# Plowing with a '99 Chevy Suburban



## jason9696 (Nov 28, 2008)

Hello All,
I came over here from www.Lawnsite.com where I have found a lot of helpful info for my lawn care business in the summer. 
I am totally new to plowing, I have done it probably ten times with someone else's equipment, but never my own. 
I have a '99 Suburban that has been in my family for a long time, and I want to know how realistic it would be to plow with it. I want to do at the max 10 driveways, maybe some small parking lots, but don't forsee myself doing big lots or anything.
I went on the Fisher web site, and I can put a 7 1/2' SD on there. 
My question is, how well will this plow? Will I be breaking stuff left and right, and putting a lot of wear on the vehicle?

I also have a '08 Tundra that is a lease, that I am timid to set up with a plow, because I'm not sure I want to keep it or not after the lease is up in two years.
What do you guys think?
Thanks for the help,
Jason


----------



## Nascar24 (Feb 11, 2006)

Hi Jason

The Suburban is virtually a 1500 Pick-up with a station wagon body, all 1/2 ton truck under neath.

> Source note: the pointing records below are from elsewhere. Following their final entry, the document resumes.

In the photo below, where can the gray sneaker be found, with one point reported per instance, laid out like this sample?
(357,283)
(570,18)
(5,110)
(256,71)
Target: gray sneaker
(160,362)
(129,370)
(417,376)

If you are looking for a real nice used plow set up for your Suburban I have one

It is a 7.5' Meyer Ez Mount Classic, it comes complete with the correct chevy mounts, all the wiring, controls, a rebuilt E47 pump, the blade, lift frame and frame brackets have been sand blasted and totally refinished , along with New labels, this plow is like new! If your interested call me at 508 753 6617

Jay
Central Mass area


----------



## theplowmeister (Nov 14, 2006)

They did make 3/4 ton Sburban's. For 10 drives yours will work fine. The harder you work a truck the faster it will wear out. Plowing is more work!


----------



## mercer_me (Sep 13, 2008)

If it's a 1/2 ton you can put a 7.5' HD Fisher plow on it, and if it's a 3/4 ton you can put an 8' HD Fisher plow on it. Does your Tundra have the 5.7 or 4.7?


----------



## hydro_37 (Sep 10, 2006)

Worst part about plowing with a Suburban is the windows fogging up.
It will push snow fine....you may have trouble seeing.
A small fan to keep the air moving will help de-fog the windows.


----------



## jason9696 (Nov 28, 2008)

Thanks for all the replies!

Nascar - That sounds like a good deal, I might give you a call at some point.



mercer_me;653668 said:


> If it's a 1/2 ton you can put a 7.5' HD Fisher plow on it, and if it's a 3/4 ton you can put an 8' HD Fisher plow on it. Does your Tundra have the 5.7 or 4.7?


I thought I could only put a SD on there, at least that's what the web site says.
It's a 4.7L.

Thanks,
Jason


----------



## mercer_me (Sep 13, 2008)

Go to a dealer they will probably tell you diferent. The site says you can only put a Home Steader on a 2008 Chevy 1500 but the dealer toled my you can put a 7.5' HD on it.


----------